You don't need rtracklayer for this (not directly anyway), but instead you need txdbmaker which you can use to make a TxDb object that contains the gene locations, etc. There are (at least) two annotation services that have gene data for wheat; NCBI and Ensembl. I imagine MSU has one as well, so it depends on what genome you generated your SNP data from. Ideally you stick with the same annotation service because they all do things slightly differently, and trying to map things between any of them is a fool's errand.
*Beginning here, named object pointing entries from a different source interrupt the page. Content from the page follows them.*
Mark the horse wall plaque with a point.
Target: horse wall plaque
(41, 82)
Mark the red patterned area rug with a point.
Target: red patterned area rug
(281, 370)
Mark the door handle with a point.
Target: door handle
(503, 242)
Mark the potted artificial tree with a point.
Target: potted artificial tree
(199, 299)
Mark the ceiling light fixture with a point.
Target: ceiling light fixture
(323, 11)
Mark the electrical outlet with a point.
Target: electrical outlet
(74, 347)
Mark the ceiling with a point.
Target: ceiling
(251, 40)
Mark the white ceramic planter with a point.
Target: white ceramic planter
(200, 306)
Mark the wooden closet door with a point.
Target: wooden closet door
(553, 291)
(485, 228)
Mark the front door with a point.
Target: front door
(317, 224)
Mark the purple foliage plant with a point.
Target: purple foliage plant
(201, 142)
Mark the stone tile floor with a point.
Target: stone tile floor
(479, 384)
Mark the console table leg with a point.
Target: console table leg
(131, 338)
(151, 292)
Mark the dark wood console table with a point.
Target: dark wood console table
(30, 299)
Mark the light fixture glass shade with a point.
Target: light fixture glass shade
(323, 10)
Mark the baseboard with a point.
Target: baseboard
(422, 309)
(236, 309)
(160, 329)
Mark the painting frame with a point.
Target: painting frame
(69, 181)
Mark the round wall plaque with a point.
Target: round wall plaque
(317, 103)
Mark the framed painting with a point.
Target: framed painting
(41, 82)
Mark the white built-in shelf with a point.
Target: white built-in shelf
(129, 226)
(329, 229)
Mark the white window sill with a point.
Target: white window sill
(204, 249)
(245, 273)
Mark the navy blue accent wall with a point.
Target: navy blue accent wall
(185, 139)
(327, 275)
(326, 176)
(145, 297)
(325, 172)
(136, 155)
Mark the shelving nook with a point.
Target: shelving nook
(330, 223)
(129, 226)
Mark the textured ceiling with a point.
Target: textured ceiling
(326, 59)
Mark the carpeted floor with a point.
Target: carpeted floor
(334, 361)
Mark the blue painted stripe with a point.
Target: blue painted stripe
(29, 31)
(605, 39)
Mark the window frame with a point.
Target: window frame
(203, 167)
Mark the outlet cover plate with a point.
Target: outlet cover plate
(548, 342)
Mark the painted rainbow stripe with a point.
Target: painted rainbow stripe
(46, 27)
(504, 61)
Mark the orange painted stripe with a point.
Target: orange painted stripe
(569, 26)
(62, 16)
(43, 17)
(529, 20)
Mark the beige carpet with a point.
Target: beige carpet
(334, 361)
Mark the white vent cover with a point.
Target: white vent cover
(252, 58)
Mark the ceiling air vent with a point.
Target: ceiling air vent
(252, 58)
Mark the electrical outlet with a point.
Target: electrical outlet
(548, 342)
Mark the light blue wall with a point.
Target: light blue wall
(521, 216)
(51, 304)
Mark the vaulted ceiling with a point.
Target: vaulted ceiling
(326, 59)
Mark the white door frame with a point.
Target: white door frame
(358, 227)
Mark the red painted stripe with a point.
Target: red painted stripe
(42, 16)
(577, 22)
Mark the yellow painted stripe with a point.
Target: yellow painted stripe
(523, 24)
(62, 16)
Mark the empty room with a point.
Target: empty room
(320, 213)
I generally use NCBI annotations, but they have a (terrible, IMO) habit of naming chromosomes using RefSeq IDs, and I don't know an easy way of changing the chromosomes, so I will show you how to use Ensembl instead.
> library(txdbmaker)
>> txdb <- makeTxDbFromGFF("https://ftp.ensemblgenomes.ebi.ac.uk/pub/plants/release-60/gff3/triticum_aestivum/Triticum_aestivum.IWGSC.60.gff3.gz")
Import genomic features from the file as a GRanges object ... trying URL 'https://ftp.ensemblgenomes.ebi.ac.uk/pub/plants/release-60/gff3/triticum_aestivum/Triticum_aestivum.IWGSC.60.gff3.gz'
Content type 'application/x-gzip' length 24463854 bytes (23.3 MB)
downloaded 23.3 MB
OK
Prepare the 'metadata' data frame ... OK
Make the TxDb object ... OK
Warning message:
In .extract_exons_from_GRanges(exon_IDX, gr, mcols0, tx_IDX, feature = "exon", :
68 exons couldn't be linked to a
transcript so were dropped
(showing only the first 6):
seqid start end strand
1 1A 326329197 326329304 +
2 1A 366114101 366114204 +
3 1A 403039760 403039877 -
4 1B 357916232 357916339 -
5 1B 395058787 395058890 +
6 1B 432758094 432758212 +
ID Name
1 <NA> ENSRNA050014038-E1
2 <NA> ENSRNA050013952-E1
3 <NA> ENSRNA050013948-E1
4 <NA> ENSRNA050017309-E1
5 <NA> ENSRNA050019912-E1
6 <NA> ENSRNA050022692-E1
Parent
1 transcript:ENSRNA050014038-T1
2 transcript:ENSRNA050013952-T1
3 transcript:ENSRNA050013948-T1
4 transcript:ENSRNA050017309-T1
5 transcript:ENSRNA050019912-T1
6 transcript:ENSRNA050022692-T1
Parent_type
1 <NA>
2 <NA>
3 <NA>
4 <NA>
5 <NA>
6 <NA>
> genes(txdb)
GRanges object with 120676 ranges and 1 metadata column:
seqnames
<Rle>
ENSRNA050007810 3A
ENSRNA050007817 3A
ENSRNA050007820 3A
ENSRNA050007823 3A
ENSRNA050007826 3A
... ...
TraesCSU02G272776 Un
TraesCSU02G272800 Un
TraesCSU02G272807 Un
TraesCSU02G272900 Un
TraesCSU02G272997 Un
ranges
<IRanges>
ENSRNA050007810 8594746-8594817
ENSRNA050007817 8598700-8598771
ENSRNA050007820 19771253-19771326
ENSRNA050007823 27007038-27007108
ENSRNA050007826 32161321-32161392
... ...
TraesCSU02G272776 478410340-478410699
TraesCSU02G272800 478934578-478934940
TraesCSU02G272807 478901536-478902039
TraesCSU02G272900 479850130-479850488
TraesCSU02G272997 480840068-480840121
strand |
<Rle> |
ENSRNA050007810 + |
ENSRNA050007817 + |
ENSRNA050007820 + |
ENSRNA050007823 + |
ENSRNA050007826 + |
... ... .
TraesCSU02G272776 - |
TraesCSU02G272800 + |
TraesCSU02G272807 - |
TraesCSU02G272900 + |
TraesCSU02G272997 + |
gene_id
<character>
ENSRNA050007810 ENSRNA050007810
ENSRNA050007817 ENSRNA050007817
ENSRNA050007820 ENSRNA050007820
ENSRNA050007823 ENSRNA050007823
ENSRNA050007826 ENSRNA050007826
... ...
TraesCSU02G272776 TraesCSU02G272776
TraesCSU02G272800 TraesCSU02G272800
TraesCSU02G272807 TraesCSU02G272807
TraesCSU02G272900 TraesCSU02G272900
TraesCSU02G272997 TraesCSU02G272997
-------
seqinfo: 22 sequences from an unspecified genome; no seqlengths
Now is where you have to take over. I showed you how to get a GRanges of the gene locations. You can do all sorts of things with these objects and it's well beyond the scope of a support site post to cover them. You can read the vignettes for GenomicFeatures and GenomicRanges and maybe GenomicAlignments.